As you add customers, you'll eventually be stretched thin as you try to cater to different needs (assuming that's your goal—it might not be!). Assuming you eventually bring on other technical folks, I'd argue that you'd want to prevent this same language and mentality from persisting as a part of company culture.
But again, your goal might only be to reach a certain size and live comfortably. If so, then you're probably fine. I suppose my qualm was more with the image conveyed by your language more than anything else.
> But again, your goal might only be to reach a certain size and live comfortably. If so, then you're probably fine.
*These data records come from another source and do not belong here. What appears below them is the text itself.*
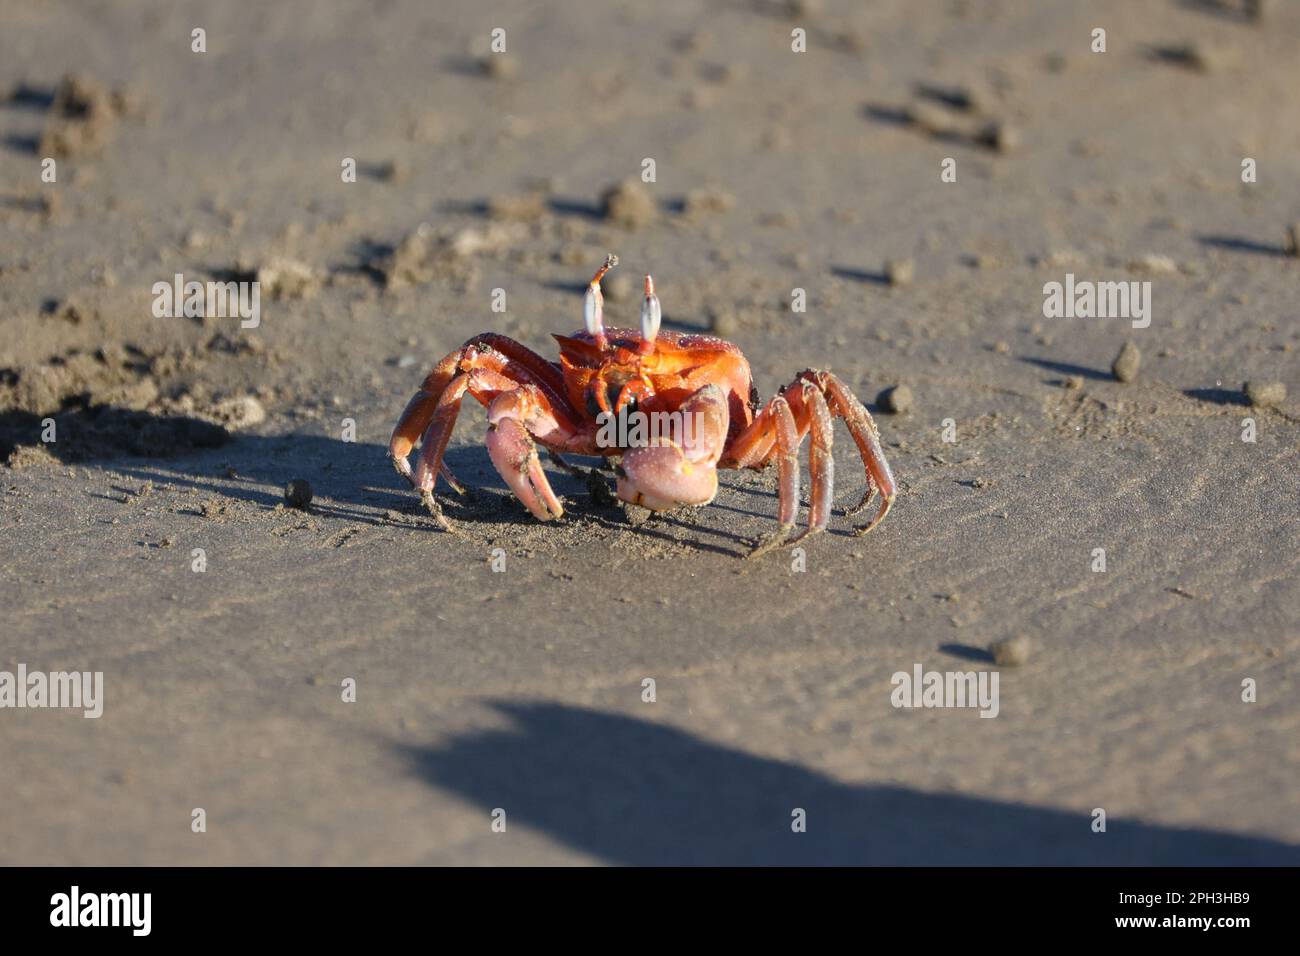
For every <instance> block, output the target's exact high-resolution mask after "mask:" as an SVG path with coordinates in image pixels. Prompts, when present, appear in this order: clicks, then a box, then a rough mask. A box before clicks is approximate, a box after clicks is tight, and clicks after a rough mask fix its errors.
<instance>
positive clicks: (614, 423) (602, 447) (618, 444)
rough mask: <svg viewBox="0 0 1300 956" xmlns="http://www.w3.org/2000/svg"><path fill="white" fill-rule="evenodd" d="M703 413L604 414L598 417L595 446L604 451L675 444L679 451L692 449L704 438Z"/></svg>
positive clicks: (674, 412) (602, 413)
mask: <svg viewBox="0 0 1300 956" xmlns="http://www.w3.org/2000/svg"><path fill="white" fill-rule="evenodd" d="M703 418H705V416H703V412H698V411H695V412H682V411H653V412H643V411H629V410H627V408H623V410H620V411H619V414H617V415H612V414H610V412H607V411H602V412H601V414H599V415H597V416H595V424H597V425H599V429H601V431H599V432H597V433H595V445H597V447H602V449H640V447H656V446H659V445H663V444H666V442H667V444H672V445H676V446H677V447H692V446H694V445H695V440H697V438H698V437H699V436H701V434H703V429H705V423H703Z"/></svg>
I suppose my qualm was more with the image conveyed by your language more than anything else.
> We're the sort of enterprise that is often termed a "lifestyle business" by people who feel that a software company should involve Venture Capital, sixty hour weeks, and "disrupting things". I'm sure we'd be doing all sorts of that if we were in the Bay Area, but we're not.
I like the honesty. I look at it as that he has automated the most frequent stuff and that his allotment of time can go to further unique cases of customer service. Automated surface breadth allows deepness with finite time.
Well, in context he was talking about replacing something that he did for his customers in a time consuming way with something that was even easier for his customers.
I was a user of S3Stat once. I emailed in about a problem about 4 years ago. Still no reply. I'm not upset at all as it was dirt cheap. But support is not a priority.
Ah, bummer. Sorry to miss a mail, since I do make a point of at least answering them. If you remember what the issue was, and still want to use the service, send me a mail.
I'll try to get back to you within a few months this time.
Quite possibly one of the best pricing pages[1] I've seen in a while too.